Cochlear hair cells are not responsive to noise or ATP but demonstrate cytosolic Ca2+-associated cell death after noise exposure. Adult cochlear hair cells displayed no spontaneous Ca2+ transients (Supplemental Video 3). Unlike neonatal hair cells, adult hair cells were not even responsive to external ATP. Application of 1 μM ATP elicited a robust Ca2+ transient in IS supporting cells with off-target expression of GCaMP6f, but not the adjacent hair cells (Figure 7, A and B). Exposure to 106 dB SPL noise elicited Ca2+ transients in OHCs (Supplemental Video 6). These transients could be clearly differentiated into 2 types based on rise and decay kinetics and cross-sectional area of the associated OHCs (Figure 7, C and D). Seven of 80 OHCs (8.8% of all OHCs, rate of 3.5 transients/min) exhibited “fast” transients with rapid onset and decay back to baseline, and they did not show changes in hair cell morphology (Figure 7E), though the decay times (27.2 ± 6.8 s [mean ± SEM]) were significantly longer than those seen for Ca2+ transients in supporting cells (2.52 ± 0.06 s for 106 dB noise exposure; Figure 6D, P < 0.0001 compared with hair cells). Thirteen of 80 OHCs (16.3% of all OHCs, rate of 6.5 transients/min) exhibited “slow” Ca2+ transients that occurred over an even longer time course and preceded hair cell swelling and fragmentation consistent with cell death (Figure 7F).

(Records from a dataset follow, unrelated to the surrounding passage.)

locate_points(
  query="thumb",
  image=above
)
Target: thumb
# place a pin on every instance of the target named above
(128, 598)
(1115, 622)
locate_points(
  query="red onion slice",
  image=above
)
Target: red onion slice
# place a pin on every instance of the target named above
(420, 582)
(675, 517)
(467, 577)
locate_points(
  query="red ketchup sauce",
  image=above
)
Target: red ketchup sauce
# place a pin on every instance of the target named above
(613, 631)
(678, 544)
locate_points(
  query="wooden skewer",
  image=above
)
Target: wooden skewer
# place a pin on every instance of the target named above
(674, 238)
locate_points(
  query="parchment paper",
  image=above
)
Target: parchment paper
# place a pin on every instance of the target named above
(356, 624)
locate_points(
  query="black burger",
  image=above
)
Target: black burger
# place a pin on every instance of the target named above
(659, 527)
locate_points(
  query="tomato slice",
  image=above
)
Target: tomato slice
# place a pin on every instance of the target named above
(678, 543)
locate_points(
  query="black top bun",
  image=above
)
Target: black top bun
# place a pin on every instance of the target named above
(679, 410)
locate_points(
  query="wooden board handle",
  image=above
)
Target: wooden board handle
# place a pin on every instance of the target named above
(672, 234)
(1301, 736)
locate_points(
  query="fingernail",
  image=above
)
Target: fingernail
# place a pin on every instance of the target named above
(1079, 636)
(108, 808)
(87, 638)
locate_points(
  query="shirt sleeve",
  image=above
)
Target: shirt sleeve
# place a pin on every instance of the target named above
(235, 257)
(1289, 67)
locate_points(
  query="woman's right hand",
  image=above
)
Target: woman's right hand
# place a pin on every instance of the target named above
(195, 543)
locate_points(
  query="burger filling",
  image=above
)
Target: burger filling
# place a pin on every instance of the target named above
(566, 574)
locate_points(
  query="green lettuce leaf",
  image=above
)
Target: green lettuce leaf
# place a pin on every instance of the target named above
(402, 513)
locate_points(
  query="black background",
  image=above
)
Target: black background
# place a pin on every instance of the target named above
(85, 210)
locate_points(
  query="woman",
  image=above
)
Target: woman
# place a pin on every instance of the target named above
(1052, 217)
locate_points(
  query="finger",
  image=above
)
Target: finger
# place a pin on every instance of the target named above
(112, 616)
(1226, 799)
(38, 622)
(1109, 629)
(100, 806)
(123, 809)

Live imaging of Myo15Cre-GCaMP6f adult cochlea. (A and B) In the adult cochlea, no spontaneous Ca2+ peak activity is seen in hair cells. Though an inner-sulcus supporting cell (SC, blue) with off-target expression of GCaMP6f responded to ATP (applied after the leftmost image) with a Ca2+ peak, neither an inner hair cell (IHC, white/black) nor an outer hair cell (OHC, red) was responsive. Time interval between successive images was 8 seconds. Scale bar: 20 μm. Representative video also shown in Supplemental Video 6. (C–F) Noise-induced Ca2+ transients. In fluorescence traces from OHCs from cochleae exposed to 106 dB noise, cytosolic Ca2+ transients were observed. Rise time (time from baseline to half-maximum, in seconds) (D) and decay time (C) for 20 Ca2+ transients was plotted against OHC maximum size relative to baseline, demonstrating 2 populations of transients: “slow” transients (red) that were associated with OHC swelling and fragmentation, and “fast” transients (black) that were not. Individual traces of fast (E) and slow (F) OHC transients are shown, with insets depicting still images of these events corresponding to video shown in Supplemental Video 6. Traces are normalized to maximal peak amplitude and aligned at the time of spontaneous peak initiation (E) or the time of hair cell fragmentation (F). AU, arbitrary units.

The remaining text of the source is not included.